Mengimpor Rektor
Azyumardi Azra ; Guru Besar UIN Syarif Hidayatullah
Jakarta;
Anggota Komisi Kebudayaan Akademi
Ilmu Pengetahuan Indonesia
|
KOMPAS, 11 Juni
2016
Mengimpor rektor?
Itulah gagasan yang tiba-tiba mencuat dari Menristek dan Dikti Muhammad Nasir
seusai mengunjungi Universitas Negeri Surabaya, pekan lalu (2/6/2016).
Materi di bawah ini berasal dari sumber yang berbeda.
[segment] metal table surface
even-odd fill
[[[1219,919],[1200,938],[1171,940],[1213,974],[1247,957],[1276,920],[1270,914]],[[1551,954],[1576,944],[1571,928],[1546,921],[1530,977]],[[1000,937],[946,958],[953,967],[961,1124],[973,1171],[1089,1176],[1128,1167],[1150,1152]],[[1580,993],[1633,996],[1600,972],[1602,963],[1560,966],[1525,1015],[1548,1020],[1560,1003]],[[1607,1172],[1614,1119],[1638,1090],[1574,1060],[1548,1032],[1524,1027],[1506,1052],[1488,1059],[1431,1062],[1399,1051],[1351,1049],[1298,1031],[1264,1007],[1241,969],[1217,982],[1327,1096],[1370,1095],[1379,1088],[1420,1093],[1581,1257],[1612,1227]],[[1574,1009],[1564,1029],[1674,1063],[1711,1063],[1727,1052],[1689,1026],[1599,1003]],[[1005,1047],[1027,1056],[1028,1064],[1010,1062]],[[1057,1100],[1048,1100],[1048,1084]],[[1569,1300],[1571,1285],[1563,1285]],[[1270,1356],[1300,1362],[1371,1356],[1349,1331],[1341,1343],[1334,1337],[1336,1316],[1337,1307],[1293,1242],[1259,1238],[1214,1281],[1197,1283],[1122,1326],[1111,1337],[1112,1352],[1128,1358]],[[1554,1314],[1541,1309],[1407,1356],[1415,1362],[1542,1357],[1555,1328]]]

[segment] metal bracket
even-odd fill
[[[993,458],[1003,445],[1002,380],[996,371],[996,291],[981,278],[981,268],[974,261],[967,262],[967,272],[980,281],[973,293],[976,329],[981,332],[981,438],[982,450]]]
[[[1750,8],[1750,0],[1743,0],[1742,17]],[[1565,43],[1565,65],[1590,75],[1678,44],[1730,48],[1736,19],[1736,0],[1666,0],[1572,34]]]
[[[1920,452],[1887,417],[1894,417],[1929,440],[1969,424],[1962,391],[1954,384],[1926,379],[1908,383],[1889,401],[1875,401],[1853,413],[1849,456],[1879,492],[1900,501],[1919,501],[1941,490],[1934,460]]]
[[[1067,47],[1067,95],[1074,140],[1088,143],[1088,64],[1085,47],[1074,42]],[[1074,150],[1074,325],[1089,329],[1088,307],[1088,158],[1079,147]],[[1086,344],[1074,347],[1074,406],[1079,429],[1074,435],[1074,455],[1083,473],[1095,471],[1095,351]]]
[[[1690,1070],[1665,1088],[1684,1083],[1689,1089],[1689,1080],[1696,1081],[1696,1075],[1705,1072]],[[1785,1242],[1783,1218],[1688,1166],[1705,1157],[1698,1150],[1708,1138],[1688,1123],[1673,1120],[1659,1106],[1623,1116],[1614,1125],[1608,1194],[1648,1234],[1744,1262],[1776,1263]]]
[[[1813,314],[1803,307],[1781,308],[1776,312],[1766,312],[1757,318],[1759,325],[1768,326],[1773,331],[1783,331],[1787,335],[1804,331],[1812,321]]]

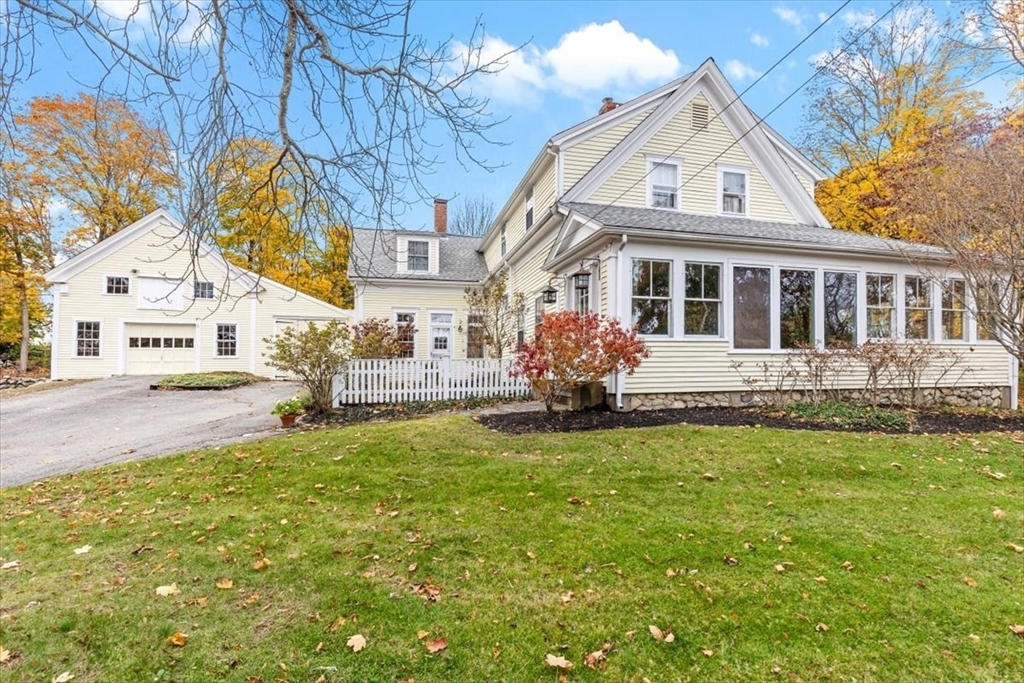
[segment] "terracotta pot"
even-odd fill
[[[298,415],[282,415],[281,426],[282,427],[294,427],[295,420],[298,419]]]

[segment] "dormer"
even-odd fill
[[[429,232],[400,232],[395,235],[395,259],[400,275],[437,275],[440,265],[440,236]]]

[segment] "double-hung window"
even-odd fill
[[[687,263],[683,294],[683,334],[717,337],[722,333],[722,266]]]
[[[650,205],[655,209],[679,208],[679,164],[650,162]]]
[[[826,270],[825,347],[857,345],[857,274]]]
[[[867,275],[868,338],[896,336],[896,276]]]
[[[593,278],[591,278],[593,280]],[[580,315],[590,313],[590,287],[572,288],[573,309]]]
[[[772,269],[732,269],[732,345],[767,349],[772,345]]]
[[[234,323],[217,324],[217,355],[238,355],[238,326]]]
[[[466,358],[484,357],[484,315],[469,313],[466,316]]]
[[[128,294],[129,279],[123,275],[107,276],[107,294]]]
[[[967,341],[967,285],[963,280],[942,283],[942,338]]]
[[[214,298],[213,283],[212,282],[196,282],[192,289],[193,299],[212,299]]]
[[[633,259],[633,327],[640,334],[668,335],[672,262]]]
[[[932,338],[932,283],[918,275],[903,282],[907,339]]]
[[[526,191],[526,229],[533,227],[533,185]]]
[[[416,314],[395,313],[395,327],[398,330],[399,358],[416,356]]]
[[[505,258],[505,251],[506,251],[505,232],[506,232],[506,228],[507,227],[508,227],[508,221],[505,221],[504,223],[501,224],[501,258]]]
[[[99,322],[75,323],[75,355],[79,358],[98,357],[100,355]]]
[[[979,284],[974,291],[974,303],[978,311],[978,340],[998,341],[999,292],[995,282]]]
[[[430,270],[430,243],[421,240],[409,240],[405,243],[407,252],[406,269],[413,273],[425,273]]]
[[[814,271],[779,269],[779,346],[814,343]]]
[[[746,171],[722,169],[719,171],[719,173],[720,185],[722,188],[722,213],[734,216],[746,216]]]

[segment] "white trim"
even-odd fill
[[[705,299],[703,297],[699,299],[687,299],[686,297],[686,266],[716,266],[718,268],[718,334],[687,334],[686,333],[686,302],[687,301],[715,301],[714,299]],[[725,341],[725,283],[722,281],[722,276],[725,271],[725,263],[721,261],[710,261],[705,259],[684,259],[683,260],[683,271],[680,275],[680,281],[682,285],[681,294],[682,307],[679,311],[679,321],[681,324],[680,338],[687,341]],[[704,283],[704,271],[701,270],[701,284]],[[703,294],[703,291],[701,292]]]
[[[199,372],[199,320],[185,320],[182,318],[172,320],[144,320],[142,318],[118,318],[117,320],[117,374],[128,374],[128,326],[129,325],[181,325],[189,326],[194,330],[192,346],[196,349],[196,358],[193,362],[195,372]]]
[[[50,288],[53,299],[53,311],[50,319],[50,377],[60,379],[60,299],[68,289],[67,285],[54,285]]]
[[[232,354],[230,356],[229,355],[221,355],[221,354],[217,353],[217,332],[219,331],[218,328],[221,325],[234,325],[235,326],[235,352],[234,352],[234,354]],[[217,320],[217,321],[215,321],[215,323],[213,325],[213,336],[210,337],[210,340],[213,343],[213,348],[210,349],[212,351],[212,354],[211,354],[210,358],[216,360],[218,358],[240,358],[241,357],[242,354],[239,353],[240,349],[238,348],[238,345],[239,345],[239,343],[241,341],[238,338],[238,328],[239,327],[240,326],[239,326],[238,322],[236,322],[234,320]]]
[[[96,350],[99,351],[95,356],[79,356],[78,355],[78,323],[96,323],[99,325],[99,338],[97,340]],[[103,323],[102,316],[99,318],[72,318],[71,319],[71,357],[78,360],[102,360],[103,359],[103,340],[104,328],[106,325]],[[50,353],[53,353],[53,347],[50,347]]]
[[[256,374],[256,312],[259,308],[259,299],[255,294],[249,295],[249,372]],[[275,330],[276,332],[276,330]]]
[[[701,66],[703,66],[703,64]],[[567,128],[560,133],[555,133],[551,137],[551,144],[555,145],[559,149],[569,149],[581,142],[589,140],[595,135],[600,135],[606,130],[614,128],[620,123],[624,123],[625,121],[633,118],[633,116],[642,114],[646,109],[657,107],[672,94],[673,90],[686,83],[696,73],[696,71],[692,71],[684,76],[680,76],[679,78],[669,81],[665,85],[655,88],[648,93],[644,93],[639,97],[635,97],[628,102],[620,104],[611,111],[605,112],[604,114],[598,114],[597,116],[593,116],[586,121],[583,121],[582,123],[576,124],[572,128]]]
[[[655,206],[654,205],[654,166],[675,166],[676,167],[676,181],[675,181],[675,195],[676,205],[675,206]],[[683,158],[682,157],[666,157],[657,154],[646,154],[644,155],[644,171],[646,172],[647,182],[647,208],[658,209],[659,211],[674,211],[679,213],[683,208]]]
[[[107,291],[107,284],[108,284],[107,280],[109,280],[110,278],[115,278],[115,277],[117,277],[117,278],[122,278],[123,277],[123,278],[126,278],[128,280],[128,291],[125,292],[124,294],[114,294],[113,292],[108,292]],[[135,278],[133,276],[131,276],[131,275],[118,275],[116,273],[115,274],[104,273],[103,276],[100,278],[100,294],[102,296],[113,296],[113,297],[131,296],[132,294],[134,294],[134,290],[135,290]]]
[[[411,315],[412,326],[415,332],[412,335],[412,356],[411,358],[417,358],[419,354],[419,336],[420,336],[420,309],[418,308],[392,308],[391,309],[391,324],[398,327],[398,316],[399,315]],[[429,318],[428,318],[429,320]]]
[[[128,340],[124,334],[125,327],[124,318],[119,318],[117,321],[117,374],[119,375],[124,375],[128,371],[128,352],[125,350]]]
[[[452,320],[448,324],[434,323],[435,315],[450,315]],[[430,360],[441,360],[440,358],[435,359],[434,354],[434,329],[448,330],[448,355],[447,359],[455,358],[455,310],[450,308],[430,308],[427,309],[427,358]]]
[[[891,319],[890,319],[891,320],[891,324],[889,326],[890,336],[888,336],[888,337],[872,337],[872,336],[869,335],[870,330],[868,329],[868,321],[869,321],[871,316],[868,313],[868,308],[869,308],[869,306],[868,306],[868,278],[871,278],[871,277],[889,277],[889,278],[892,278],[892,294],[891,294],[891,297],[892,297],[892,313],[890,314],[891,315]],[[900,289],[900,277],[899,277],[899,274],[898,273],[886,273],[886,272],[882,272],[882,271],[879,271],[879,270],[865,270],[864,271],[864,286],[863,286],[862,289],[863,289],[863,294],[858,297],[858,301],[857,301],[857,305],[861,306],[863,308],[863,310],[864,310],[864,315],[861,316],[863,318],[862,325],[858,326],[858,327],[862,327],[863,328],[861,332],[858,332],[859,338],[863,339],[866,342],[867,341],[896,341],[897,339],[899,339],[900,336],[901,336],[901,334],[900,334],[900,303],[899,302],[900,302],[900,298],[901,298],[900,295],[901,295],[901,293],[903,293],[903,290]],[[872,308],[874,308],[874,307],[872,307]]]
[[[732,213],[725,210],[726,173],[737,173],[743,176],[743,213]],[[718,215],[728,218],[750,218],[750,169],[746,166],[736,166],[734,164],[718,164],[716,175],[718,177]]]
Dia
menyatakan, pemerintah mewacanakan merekrut orang asing menjadi rektor
perguruan tinggi negeri untuk mengikuti negara lain yang menerapkan kebijakan
itu sehingga menjadikan kampus perguruan tingginya berkelas dunia.
Lebih jauh menurut
Menristek-Dikti, Presiden Jokowi mengarahkan agar pendidikan tinggi Indonesia
mampu bersaing di tingkat dunia. Dia mengklaim, Tiongkok, Singapura, dan Arab
Saudi memakai orang asing menjadi rektor. ”Saudi dulu tidak diperhitungkan.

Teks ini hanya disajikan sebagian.